By Matida Jallow
The Center for Policy Research and Strategic Studies (CepRass) has commissioned a political Opinion Poll (OP) to track public
perceptions ahead of the most-talked upcoming election. One of the portions of the poll surveys the opinions of the electorate about their intentions of vote. The findings of this, which are being widely doubted by many Gambians, revealed that most of the electorate (about 40%) are still undecided, while 29% have reported that they will cast their marble for the NPP, followed by 13% who reported that they will vote for UDP, 5% for APRC, and 4% for GDC and PDOIS each. The intention to vote for CA is 1% and for GMC and NRP is less than 1%.
A close review of the methodology section of the survey, reveals that the methodology is not only detailed, but it is also inarticulate in many important issues related to sampling. This and other considerations related to the sampling method threaten the internal and external validities of research, and the reliability of the results.
In the research methodology, internal validity reflects that a given study makes it possible to eliminate alternative explanations for the results. This can be determined by the extent the participants are chosen at random or in a manner in which they are representative of the population that they are drawn from. Many factors influence the internal validity of a research including sampling method adopted by the researchers and events that occur over a period of time, such as a change in the the political landscape that influences how study participants feel and respond.
On the other hand, external validity refers to how generalizable the findings are. For instance, do the findings apply to other people, settings, situations, and time periods. This is determined by many factors including sample features: when some feature of the particular sample was responsible for the effect (or partially responsible), leading to limited generalizability of the findings, and selection bias: which describes differences between groups in a study that may relate to the independent variable.
Given the about mentioned considerations, the manner in which the study sample was selected in the poll suggests selection bias, which poses a serious threat to the internal and external validities of the results.
According to the CepRass, the study adopted the recent Integrated Household Survey (IHS) with telephone numbers as the frame, which comprises 14,191 households from 8 local government area within 48 districts in The Gambia. It added that at each stratum (LGA) proportional sampling was used to select a representative sample of districts. In the final stage, it continues, a random number of households were selected from each district. Thus, 34 districts of which 969 respondents were selected for the opinion poll and the team of 12 enumerators was
provided airtime on the various cellular
networks (Africel, Qcell, and Gamcel).
The above descriptions of the sample methods not only unsatisfactory, but raise wider range of questions about missing information in relation to the the selected sample.
First : Why the Integrated Household Survey (IHS) was chosen among the available methods? IHS is one of the two major household surveys alongside Multiple Indicator Cluster Survey (MICS) that are regularly conducted by the Government of The Gambia through GBoS. Thus, it will be interesting for a reader to know the reasons behind preferring this particular method above other methods. IHS compromised only 14191 households. This raised the question about the criteria adopted to choose 14191 households across the country? And what is the proportion 14191 to the total household in the country for one to determine the extent to which the 14191 households can genuinely represent the entire population.

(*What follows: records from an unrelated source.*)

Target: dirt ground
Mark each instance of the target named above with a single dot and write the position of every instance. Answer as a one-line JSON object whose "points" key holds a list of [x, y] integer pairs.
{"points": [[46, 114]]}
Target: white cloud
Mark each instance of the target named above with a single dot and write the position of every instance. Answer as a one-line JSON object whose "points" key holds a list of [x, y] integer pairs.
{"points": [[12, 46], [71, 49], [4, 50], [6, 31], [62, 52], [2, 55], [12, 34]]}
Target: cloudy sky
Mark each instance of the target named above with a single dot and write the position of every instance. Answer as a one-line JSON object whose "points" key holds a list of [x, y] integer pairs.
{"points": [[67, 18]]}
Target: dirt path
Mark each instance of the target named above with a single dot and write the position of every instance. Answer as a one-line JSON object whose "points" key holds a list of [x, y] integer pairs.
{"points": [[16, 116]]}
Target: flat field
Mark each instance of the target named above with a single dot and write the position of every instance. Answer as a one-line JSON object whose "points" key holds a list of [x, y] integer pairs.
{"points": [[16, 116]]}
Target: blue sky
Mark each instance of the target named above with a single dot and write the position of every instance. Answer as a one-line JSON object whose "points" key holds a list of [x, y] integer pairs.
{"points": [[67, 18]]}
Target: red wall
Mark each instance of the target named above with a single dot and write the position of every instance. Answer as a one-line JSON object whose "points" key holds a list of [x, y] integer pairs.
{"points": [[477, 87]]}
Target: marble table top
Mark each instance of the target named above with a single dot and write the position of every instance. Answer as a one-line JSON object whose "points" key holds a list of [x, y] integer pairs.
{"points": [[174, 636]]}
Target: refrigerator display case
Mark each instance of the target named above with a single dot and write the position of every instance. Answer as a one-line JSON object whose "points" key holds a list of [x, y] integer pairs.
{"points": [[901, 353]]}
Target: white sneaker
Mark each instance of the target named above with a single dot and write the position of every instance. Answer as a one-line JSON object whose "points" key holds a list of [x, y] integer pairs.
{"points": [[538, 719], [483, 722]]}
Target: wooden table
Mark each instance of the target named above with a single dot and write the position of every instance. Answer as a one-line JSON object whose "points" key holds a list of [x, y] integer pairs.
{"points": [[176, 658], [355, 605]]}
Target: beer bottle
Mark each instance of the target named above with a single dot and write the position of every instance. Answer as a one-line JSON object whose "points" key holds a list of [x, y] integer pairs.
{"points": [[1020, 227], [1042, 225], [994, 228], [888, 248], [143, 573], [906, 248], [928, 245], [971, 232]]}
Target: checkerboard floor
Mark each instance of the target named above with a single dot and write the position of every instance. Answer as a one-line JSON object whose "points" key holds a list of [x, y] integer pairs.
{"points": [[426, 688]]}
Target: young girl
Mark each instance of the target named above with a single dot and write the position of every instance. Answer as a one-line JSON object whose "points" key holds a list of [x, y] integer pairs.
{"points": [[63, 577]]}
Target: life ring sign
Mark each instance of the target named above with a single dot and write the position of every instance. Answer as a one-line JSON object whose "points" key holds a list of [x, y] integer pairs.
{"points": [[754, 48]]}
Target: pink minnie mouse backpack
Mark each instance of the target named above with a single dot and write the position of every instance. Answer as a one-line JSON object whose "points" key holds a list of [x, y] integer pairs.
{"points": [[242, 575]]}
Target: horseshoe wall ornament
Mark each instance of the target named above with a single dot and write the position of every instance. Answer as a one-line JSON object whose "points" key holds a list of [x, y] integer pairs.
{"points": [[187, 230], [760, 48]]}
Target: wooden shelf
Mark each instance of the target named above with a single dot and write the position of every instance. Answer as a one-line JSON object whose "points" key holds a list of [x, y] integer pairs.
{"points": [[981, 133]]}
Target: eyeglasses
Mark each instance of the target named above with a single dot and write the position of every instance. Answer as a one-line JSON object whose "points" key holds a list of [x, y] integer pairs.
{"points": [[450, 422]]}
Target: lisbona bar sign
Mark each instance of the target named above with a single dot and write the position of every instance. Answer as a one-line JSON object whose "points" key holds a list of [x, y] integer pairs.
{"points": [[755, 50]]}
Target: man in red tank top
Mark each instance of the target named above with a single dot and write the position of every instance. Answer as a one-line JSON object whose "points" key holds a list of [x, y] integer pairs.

Furthermore, the IHS data contributes to improvement in availability of data on gender and specific population groups and age cohorts and other socio-economic characteristics of population , such as their educational attainment and occupation. While these information provide invaluable information about groups voting attitudes and political affiliation in society, these were missing in the report , thus leaving readers wondering about the socio-economic background of the sample, which can influence one’s political orientation.
Second: the report indicates that telephone numbers of households were used as the frame, which comprises 14,19 households from 8 local government area within 48 districts in The Gambia. As a result, 34 districts of which 969 respondents were selected for the opinionpoll and the team of 12 enumerators was provided airtime on the various cellular networks (Africel, Qcell, and Gamcel). However, the study did not provide the details of 38 districts which were selected out of 48 districts, and the villages as well as towns from which 969 household were selected. Given the fact that popularity of political parties and their support bases are linked not only to local government areas, but also to districts, villages and towns , the absence of this information reduced the truth worthlessness and the reliability of the result as an indication of who could win the next election.
Additionally , LGA and districts in the Gambia are characterized by their heterogeneity, and there is huge variation between different LGA and districts in terms of their population. For example Brikama alone has more 250, 000 votes, compared to Banjul, which has only 22,000 votes. Now the biggest question is the efficiency of sample drawn from each LGA and district. The efficiency of a sample of a given size is a function of only one thing the degree of heterogeneity or the variance of the population from which it is drawn. This was neither provided in the report.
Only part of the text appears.